State Monitoring Solution
At this point, we can assume that we are going to have to keep some 'model' of the pipeline state in system memory in order to know what the current values of the pipeline are without using API calls to query its state. In Hieroglyph 3, I created a class for each pipeline stage that represents its 'state'. For the programmable shader stages, this includes the following state information:
  • Shader program
  • Array of constant buffers
  • Array of shader resource views
  • Array of samplers
For the fixed function stages, they each have their own state class. By using an object to represent state, we can then create a class to represent a pipeline stage that holds one copy of its state. We'll refer to that state as the 'CurrentState'. At this point, we could say that any time we try to make an API call that differs from the that currently held in the CurrentState, then we would execute the call and update CurrentState.

This is indeed an improvement, but it can actually be implemented a bit more efficiently. The issue here is that for any of the states that contain arrays, we could potentially call the 'Set' API multiple times when all of the values could be set in a single API call. In fact, from our list of steps above, we can actually collect all of the desired state changes right up until we are about to perform a draw call.
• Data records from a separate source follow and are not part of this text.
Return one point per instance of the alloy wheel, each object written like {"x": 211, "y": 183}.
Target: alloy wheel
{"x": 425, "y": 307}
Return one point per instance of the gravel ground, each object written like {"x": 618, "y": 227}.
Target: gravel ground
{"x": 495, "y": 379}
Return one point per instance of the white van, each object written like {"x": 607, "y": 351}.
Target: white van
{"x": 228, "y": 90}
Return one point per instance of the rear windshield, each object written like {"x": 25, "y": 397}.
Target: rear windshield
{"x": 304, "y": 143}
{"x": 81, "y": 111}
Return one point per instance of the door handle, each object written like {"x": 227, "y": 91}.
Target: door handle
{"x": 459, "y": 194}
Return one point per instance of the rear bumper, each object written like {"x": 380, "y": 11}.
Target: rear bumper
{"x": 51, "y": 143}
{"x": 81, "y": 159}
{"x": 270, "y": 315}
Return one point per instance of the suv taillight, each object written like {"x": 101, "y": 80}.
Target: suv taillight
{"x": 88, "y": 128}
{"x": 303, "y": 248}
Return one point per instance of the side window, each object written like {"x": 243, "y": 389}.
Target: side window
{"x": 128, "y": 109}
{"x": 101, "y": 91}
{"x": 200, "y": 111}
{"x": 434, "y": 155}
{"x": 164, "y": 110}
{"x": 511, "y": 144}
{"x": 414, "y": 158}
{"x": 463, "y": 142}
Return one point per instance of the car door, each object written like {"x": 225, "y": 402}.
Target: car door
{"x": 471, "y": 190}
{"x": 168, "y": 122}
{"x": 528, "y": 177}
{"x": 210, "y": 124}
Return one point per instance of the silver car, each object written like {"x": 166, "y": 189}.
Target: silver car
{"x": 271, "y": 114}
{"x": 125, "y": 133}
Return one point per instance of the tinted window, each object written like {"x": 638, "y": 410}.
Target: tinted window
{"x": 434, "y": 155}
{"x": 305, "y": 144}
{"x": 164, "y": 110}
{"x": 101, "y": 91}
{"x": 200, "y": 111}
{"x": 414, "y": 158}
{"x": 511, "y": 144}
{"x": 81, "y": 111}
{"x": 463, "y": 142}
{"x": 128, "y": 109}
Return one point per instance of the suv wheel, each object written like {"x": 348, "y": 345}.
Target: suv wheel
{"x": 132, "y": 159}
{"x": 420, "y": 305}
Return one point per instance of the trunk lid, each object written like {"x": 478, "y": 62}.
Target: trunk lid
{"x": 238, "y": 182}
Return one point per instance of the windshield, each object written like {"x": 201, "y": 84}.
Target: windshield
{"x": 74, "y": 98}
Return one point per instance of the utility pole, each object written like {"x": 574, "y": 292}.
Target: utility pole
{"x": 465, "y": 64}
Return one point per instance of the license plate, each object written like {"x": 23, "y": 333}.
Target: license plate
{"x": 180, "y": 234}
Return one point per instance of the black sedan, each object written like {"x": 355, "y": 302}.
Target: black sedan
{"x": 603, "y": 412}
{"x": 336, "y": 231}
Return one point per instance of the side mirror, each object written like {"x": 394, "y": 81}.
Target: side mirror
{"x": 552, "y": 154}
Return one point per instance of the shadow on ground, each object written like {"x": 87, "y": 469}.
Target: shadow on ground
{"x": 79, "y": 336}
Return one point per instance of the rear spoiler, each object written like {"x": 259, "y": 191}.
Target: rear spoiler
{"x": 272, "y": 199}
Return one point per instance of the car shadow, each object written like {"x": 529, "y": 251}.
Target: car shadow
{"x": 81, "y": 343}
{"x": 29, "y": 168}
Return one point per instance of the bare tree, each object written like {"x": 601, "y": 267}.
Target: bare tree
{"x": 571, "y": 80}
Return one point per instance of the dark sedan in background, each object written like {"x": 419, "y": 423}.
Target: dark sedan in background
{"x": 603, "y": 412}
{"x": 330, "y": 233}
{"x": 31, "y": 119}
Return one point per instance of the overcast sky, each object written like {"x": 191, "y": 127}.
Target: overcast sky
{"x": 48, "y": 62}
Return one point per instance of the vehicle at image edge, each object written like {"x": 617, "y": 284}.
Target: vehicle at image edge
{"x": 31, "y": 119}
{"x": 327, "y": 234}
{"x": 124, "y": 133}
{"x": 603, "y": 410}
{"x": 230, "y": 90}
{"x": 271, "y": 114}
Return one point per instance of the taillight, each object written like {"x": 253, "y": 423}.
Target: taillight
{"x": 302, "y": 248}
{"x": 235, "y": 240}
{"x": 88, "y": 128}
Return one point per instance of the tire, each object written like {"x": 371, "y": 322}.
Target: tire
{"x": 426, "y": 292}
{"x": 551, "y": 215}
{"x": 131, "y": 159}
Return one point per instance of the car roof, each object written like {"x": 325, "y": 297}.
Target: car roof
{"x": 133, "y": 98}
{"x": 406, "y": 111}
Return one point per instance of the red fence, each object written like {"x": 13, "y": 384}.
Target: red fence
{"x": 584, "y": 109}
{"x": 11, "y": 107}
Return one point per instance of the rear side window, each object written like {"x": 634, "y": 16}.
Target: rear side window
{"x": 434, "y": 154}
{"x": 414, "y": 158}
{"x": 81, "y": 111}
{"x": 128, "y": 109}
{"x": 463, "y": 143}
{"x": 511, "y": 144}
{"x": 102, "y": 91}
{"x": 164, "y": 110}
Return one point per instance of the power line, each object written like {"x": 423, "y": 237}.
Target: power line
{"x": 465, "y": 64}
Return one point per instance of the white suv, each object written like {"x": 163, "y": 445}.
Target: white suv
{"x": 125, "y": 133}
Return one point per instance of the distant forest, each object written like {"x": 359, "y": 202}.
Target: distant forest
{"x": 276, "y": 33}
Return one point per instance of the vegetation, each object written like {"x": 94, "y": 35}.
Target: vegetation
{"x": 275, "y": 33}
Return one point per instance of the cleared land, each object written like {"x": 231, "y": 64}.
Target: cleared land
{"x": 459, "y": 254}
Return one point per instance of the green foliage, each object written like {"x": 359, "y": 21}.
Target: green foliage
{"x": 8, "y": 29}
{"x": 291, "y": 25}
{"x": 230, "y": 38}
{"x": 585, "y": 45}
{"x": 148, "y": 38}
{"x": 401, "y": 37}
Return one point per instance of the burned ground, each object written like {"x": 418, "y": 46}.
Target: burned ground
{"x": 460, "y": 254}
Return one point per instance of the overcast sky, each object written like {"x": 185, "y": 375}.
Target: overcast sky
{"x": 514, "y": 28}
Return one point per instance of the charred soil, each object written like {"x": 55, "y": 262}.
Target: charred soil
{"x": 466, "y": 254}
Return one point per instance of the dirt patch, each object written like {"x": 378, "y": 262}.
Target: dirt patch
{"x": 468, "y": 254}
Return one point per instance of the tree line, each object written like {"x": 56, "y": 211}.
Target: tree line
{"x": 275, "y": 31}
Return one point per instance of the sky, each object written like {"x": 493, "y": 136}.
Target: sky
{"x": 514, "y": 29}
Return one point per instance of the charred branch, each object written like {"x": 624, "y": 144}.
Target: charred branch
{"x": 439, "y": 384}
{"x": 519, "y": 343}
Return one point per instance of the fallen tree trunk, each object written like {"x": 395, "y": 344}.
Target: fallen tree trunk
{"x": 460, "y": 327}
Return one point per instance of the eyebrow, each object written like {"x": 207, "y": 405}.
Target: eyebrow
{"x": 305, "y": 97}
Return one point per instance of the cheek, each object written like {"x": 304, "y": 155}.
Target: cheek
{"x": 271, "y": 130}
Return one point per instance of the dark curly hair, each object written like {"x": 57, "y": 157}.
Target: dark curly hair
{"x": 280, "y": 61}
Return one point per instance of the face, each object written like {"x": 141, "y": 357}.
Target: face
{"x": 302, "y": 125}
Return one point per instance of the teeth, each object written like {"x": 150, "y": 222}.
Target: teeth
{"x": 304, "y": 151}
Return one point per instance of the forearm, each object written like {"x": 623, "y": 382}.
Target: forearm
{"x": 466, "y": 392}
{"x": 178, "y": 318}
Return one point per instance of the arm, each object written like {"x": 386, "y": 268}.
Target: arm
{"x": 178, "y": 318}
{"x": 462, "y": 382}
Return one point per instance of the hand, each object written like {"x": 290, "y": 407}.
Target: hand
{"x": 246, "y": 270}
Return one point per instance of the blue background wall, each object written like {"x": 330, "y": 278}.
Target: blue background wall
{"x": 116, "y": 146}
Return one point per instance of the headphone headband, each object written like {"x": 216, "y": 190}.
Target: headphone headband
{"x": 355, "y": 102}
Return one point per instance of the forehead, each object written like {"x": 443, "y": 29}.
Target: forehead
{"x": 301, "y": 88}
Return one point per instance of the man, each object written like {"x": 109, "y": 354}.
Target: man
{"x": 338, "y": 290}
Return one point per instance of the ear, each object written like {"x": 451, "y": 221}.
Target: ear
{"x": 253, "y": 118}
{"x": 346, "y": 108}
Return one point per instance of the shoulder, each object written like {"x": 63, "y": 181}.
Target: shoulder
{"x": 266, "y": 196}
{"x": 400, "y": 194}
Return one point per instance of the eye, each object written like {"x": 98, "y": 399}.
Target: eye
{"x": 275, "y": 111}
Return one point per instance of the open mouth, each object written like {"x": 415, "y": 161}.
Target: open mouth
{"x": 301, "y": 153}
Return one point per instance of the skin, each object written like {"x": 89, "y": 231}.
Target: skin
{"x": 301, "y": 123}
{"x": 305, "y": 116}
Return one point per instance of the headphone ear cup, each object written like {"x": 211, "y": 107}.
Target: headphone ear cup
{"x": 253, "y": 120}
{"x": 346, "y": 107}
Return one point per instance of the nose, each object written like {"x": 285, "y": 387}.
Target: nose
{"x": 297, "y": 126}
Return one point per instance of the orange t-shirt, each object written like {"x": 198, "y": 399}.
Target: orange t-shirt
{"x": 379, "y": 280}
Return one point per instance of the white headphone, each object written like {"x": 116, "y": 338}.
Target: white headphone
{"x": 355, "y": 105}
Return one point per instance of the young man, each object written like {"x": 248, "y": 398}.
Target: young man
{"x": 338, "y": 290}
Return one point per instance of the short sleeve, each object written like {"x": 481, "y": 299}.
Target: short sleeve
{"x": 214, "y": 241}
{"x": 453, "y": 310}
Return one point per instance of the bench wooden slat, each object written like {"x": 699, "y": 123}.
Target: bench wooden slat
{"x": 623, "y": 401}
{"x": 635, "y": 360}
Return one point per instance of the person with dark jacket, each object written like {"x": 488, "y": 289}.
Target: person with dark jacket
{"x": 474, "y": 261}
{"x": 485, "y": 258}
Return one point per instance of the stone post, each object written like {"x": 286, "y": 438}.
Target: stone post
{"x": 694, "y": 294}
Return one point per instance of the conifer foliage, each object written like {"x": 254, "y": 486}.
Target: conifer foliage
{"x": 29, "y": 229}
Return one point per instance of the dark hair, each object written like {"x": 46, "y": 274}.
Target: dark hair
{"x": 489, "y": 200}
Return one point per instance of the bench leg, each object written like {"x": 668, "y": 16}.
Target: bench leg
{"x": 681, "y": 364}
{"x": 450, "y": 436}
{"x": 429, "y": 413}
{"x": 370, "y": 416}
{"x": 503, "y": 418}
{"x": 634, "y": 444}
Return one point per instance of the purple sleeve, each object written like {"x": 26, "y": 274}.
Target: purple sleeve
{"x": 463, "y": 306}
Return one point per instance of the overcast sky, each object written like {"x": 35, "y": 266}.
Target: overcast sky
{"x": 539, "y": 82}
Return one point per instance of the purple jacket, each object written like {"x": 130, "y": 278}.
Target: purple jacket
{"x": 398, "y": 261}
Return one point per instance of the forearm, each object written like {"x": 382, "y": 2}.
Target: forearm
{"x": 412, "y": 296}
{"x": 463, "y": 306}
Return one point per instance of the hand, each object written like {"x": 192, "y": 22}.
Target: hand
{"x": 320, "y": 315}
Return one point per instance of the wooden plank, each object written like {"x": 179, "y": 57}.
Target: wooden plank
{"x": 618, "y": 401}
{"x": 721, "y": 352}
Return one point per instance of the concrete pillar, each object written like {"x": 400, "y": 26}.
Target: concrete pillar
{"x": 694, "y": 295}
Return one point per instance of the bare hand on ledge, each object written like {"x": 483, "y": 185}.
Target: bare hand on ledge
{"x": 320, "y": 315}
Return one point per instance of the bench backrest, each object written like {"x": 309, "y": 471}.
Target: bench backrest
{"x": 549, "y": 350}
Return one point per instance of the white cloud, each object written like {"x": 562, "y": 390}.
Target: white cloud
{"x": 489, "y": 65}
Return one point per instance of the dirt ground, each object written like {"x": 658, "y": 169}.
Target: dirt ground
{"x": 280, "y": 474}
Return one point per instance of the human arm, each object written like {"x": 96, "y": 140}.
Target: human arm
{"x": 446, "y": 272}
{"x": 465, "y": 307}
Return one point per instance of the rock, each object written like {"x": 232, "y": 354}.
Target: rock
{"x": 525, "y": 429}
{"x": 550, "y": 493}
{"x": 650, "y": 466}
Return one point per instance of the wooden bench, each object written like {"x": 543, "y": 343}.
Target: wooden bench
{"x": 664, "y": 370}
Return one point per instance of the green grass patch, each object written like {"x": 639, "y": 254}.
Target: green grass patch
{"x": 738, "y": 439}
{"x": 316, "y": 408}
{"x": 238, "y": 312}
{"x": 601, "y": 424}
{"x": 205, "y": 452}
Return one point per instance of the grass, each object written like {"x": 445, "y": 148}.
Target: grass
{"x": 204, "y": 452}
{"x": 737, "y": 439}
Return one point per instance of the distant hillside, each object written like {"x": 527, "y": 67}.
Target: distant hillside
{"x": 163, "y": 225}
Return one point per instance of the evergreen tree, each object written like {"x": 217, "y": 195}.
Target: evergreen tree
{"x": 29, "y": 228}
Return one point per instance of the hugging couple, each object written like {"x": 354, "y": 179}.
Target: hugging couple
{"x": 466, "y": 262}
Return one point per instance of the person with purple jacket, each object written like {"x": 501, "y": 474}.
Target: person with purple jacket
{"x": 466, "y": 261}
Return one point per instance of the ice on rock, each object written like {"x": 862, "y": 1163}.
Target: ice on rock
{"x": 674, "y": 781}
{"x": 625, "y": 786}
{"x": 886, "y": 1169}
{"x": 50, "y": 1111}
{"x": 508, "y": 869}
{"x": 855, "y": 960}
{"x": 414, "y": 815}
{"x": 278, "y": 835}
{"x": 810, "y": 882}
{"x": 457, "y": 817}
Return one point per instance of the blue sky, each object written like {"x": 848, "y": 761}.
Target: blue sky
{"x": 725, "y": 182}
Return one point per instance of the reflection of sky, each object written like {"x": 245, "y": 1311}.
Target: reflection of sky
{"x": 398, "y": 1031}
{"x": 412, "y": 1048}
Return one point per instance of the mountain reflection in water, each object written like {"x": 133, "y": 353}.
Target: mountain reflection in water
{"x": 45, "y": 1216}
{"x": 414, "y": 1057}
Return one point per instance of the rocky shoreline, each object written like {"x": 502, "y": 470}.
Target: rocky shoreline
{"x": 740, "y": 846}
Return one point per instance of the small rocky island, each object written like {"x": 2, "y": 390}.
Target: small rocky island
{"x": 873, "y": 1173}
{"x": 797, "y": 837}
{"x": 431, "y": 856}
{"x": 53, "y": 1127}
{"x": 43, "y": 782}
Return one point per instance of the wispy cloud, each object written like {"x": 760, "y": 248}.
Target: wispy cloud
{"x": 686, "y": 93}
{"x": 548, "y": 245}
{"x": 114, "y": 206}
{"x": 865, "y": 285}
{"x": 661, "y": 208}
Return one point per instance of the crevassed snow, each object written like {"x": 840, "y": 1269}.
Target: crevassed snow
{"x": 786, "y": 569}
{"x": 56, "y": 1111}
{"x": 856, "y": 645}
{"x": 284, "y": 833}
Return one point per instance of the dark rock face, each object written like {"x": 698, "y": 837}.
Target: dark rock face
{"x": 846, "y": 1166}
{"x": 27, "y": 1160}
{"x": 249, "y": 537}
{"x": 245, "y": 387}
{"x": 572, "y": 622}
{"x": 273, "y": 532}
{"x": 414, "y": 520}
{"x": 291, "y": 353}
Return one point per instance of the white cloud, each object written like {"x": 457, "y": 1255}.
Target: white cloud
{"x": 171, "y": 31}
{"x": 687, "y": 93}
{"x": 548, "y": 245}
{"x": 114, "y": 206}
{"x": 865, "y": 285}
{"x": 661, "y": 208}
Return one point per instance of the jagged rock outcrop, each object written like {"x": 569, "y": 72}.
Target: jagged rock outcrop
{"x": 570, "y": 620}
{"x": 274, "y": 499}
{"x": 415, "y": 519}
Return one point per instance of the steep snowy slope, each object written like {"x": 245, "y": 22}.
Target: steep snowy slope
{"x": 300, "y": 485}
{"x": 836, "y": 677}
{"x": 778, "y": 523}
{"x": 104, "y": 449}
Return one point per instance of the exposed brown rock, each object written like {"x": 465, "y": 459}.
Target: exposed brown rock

If we do this, then we can optimize the number of calls down to a minimum. If we add a second state object to each pipeline stage, which we will call the 'DesiredState', then we have an easy way to collect these desired state changes.

However, the addition of a second state object means that for each draw call, we would have to compare the CurrentState and DesiredState objects. Some of these states are pretty large (with hundreds of elements in an array), so doing a full comparison before each draw call can become quite expensive, and would probably eclipse any gains from minimizing state changes...

You may have already guessed the solution - we link the two state objects and add some 'dirty' flags. Whenever a state is changed in the DesiredState object, it compares only that state with the CurrentState object. If they differ, then the flag is set. If they don't differ, we can potentially update the dirty flag to indicate that an update is no longer needed (saving an API call). Especially when working with the arrays of states, the logic for this update can be a little tricky - but it is possible. With this scheme, we can set only the needed state changes right before our draw call, effectively minimizing the number of API calls with a minimal amount of CPU work. We even have a nice object design to make it easy to manage the state monitoring.

State Monitoring in Hieroglyph 3
That was a long way of arriving at my latest solution. Up to this point, I was implementing individual state arrays and monitoring each one uniquely in each of the pipeline state classes. However, this is very error prone, since there are many similar states, but not all are exactly the same, and you end up with repeated code all over the place. So I turned to my favorite solution of late - templates. I created two templates: TStateMonitor<T> and TStateArrayMonitor<T>. These allow me to encapsulate the state monitoring for single values and arrays into the templates, and then my pipeline stage state objects only need to declare an appropriate template instantiation and link the Current and Desired states together. The application code can interact directly with these template classes (of only the desired state, of course) and you only need to tell the pipeline stage when you are about to make a draw call and that it needs to flush its state changes.

In addition, since they are template classes, you can always use them regardless of what representation of individual states are used. If your engine works directly with raw pointers of API objects, that is fine. If it works with integer references to objects, that's fine too. The templates make the design more nimble and able to adapt to future changes. I have to say, I am really happy with how the whole thing turned out...

So if you have made it this far, I would be interested to hear if you use something similar, or have any comments on the design. Thanks for reading!